Embryonic development follows delicate stages: for everything to go well, many genes must coordinate their activity according to a very meticulous scheme and tempo. This precision mechanism sometimes fails, leading to more or less disabling malformations. By studying the Pitx1 gene, one of the genes involved in the construction of the lower limbs, a team from the University of Geneva (UNIGE), in Switzerland, has discovered how a small disturbance in the activation process of this gene is at the origin of clubfoot, a common foot malformation. Indeed, even a fully functional gene cannot act properly without one of its genetic switches. These short DNA sequences provide the signal for the transcription of DNA into RNA, and are essential for this mechanism. And when just one of these switches is missing, the proportion of cells where the gene is active decreases, preventing the lower limbs from being built properly. These results, that can be read in the journal Nature Communications, highlight the hitherto largely underestimated role of genetic switches in developmental disorders.
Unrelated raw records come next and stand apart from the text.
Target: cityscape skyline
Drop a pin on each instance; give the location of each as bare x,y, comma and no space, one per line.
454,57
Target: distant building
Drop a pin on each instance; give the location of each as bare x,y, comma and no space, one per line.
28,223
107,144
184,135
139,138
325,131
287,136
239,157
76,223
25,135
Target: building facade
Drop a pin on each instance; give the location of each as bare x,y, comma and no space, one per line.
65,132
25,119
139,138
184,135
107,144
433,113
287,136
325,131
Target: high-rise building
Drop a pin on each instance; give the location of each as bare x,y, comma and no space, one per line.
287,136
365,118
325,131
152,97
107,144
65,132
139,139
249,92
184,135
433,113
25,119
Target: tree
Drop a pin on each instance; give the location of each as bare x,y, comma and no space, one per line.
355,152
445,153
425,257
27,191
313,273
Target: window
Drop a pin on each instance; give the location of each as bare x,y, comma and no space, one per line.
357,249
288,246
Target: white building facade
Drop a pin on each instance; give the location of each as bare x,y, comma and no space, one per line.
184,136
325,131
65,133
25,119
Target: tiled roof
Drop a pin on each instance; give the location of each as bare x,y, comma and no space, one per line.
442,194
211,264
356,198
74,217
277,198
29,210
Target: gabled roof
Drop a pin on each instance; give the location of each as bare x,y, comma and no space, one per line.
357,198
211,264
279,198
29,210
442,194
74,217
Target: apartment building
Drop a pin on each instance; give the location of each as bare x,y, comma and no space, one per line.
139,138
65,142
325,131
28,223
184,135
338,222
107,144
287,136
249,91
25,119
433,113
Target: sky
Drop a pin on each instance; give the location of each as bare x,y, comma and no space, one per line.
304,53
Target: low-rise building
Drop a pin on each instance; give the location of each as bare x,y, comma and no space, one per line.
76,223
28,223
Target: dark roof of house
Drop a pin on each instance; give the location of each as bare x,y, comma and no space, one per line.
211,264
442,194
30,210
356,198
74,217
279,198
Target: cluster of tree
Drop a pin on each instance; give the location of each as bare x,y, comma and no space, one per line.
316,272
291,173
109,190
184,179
During embryonic development, hundreds of genes must be precisely activated or repressed for organs to build properly. This control of activity is directed by short DNA sequences that, by binding certain proteins in the cell nucleus, act as true ON/OFF switches. "When the switch is turned on, it initiates the transcription of a gene into RNA, which in turn is translated into a protein that can then perform a specific task," explains Guillaume Andrey, professor in the Department of Genetic and Developmental Medicine at the UNIGE Faculty of Medicine, who led this research. "Without this, genes would be continuously switched on or off, and therefore unable to act selectively, in the right place and at the right time." In general, each gene has several switches to ensure that the mechanism is robust. "However, could the loss of one of these switches have consequences? This is what we wanted to test here by taking as a model the Pitx1 gene, whose role in the construction of the lower limbs is well known," says Raquel Rouco, a post-doctoral researcher in Guillaume Andrey's laboratory and co-first author of this study.
A decrease in cellular activation that leads to clubfoot
To do this, the scientists modified mouse stem cells using the genetic engineering tool CRISPR-CAS 9, which makes it possible to add or remove specific elements of the genome. "Here, we removed one of Pitx1's switches, called Pen, and added a fluorescence marker that allows us to visualise the gene activation," explains Olimpia Bompadre, a doctoral student in the research team and co-first author. "These modified cells are then aggregated with mouse embryonic cells for us to study their early stages of development."
Usually, about 90% of cells in future legs activate the Pitx1 gene, while 10% of cells do not. "However, when we removed the Pen switch, we found that the proportion of cells that did not activate Pitx1 rose from 10 to 20%, which was enough to modify the construction of the musculoskeletal system and to induce a clubfoot," explains Guillaume Andrey. Indeed, the proportion of inactive cells increased particularly in the immature cells of the lower limbs and in the irregular connective tissue, a tissue that is essential for building the musculoskeletal system.
The same mechanism in many genes
Beyond the Pitx1 gene and clubfoot, the UNIGE scientists have discovered a general principle whose mechanism could be found in a large number of genes. Flawed genetic switches could thus be at the origin of numerous malformations or developmental diseases. Moreover, a gene does not control the development of a single organ in the body, but is usually involved in the construction of a wide range of organs. "A non-lethal malformation, such as clubfoot for example, could be an indicator of disorders elsewhere in the body that, while not immediately visible, could be much more dangerous. If we can accurately interpret the action of each mutation, we could not only read the information in the genome to find the root cause of a malformation, but also predict effects in other organs, which would silently develop, in order to intervene as early as possible," the authors conclude.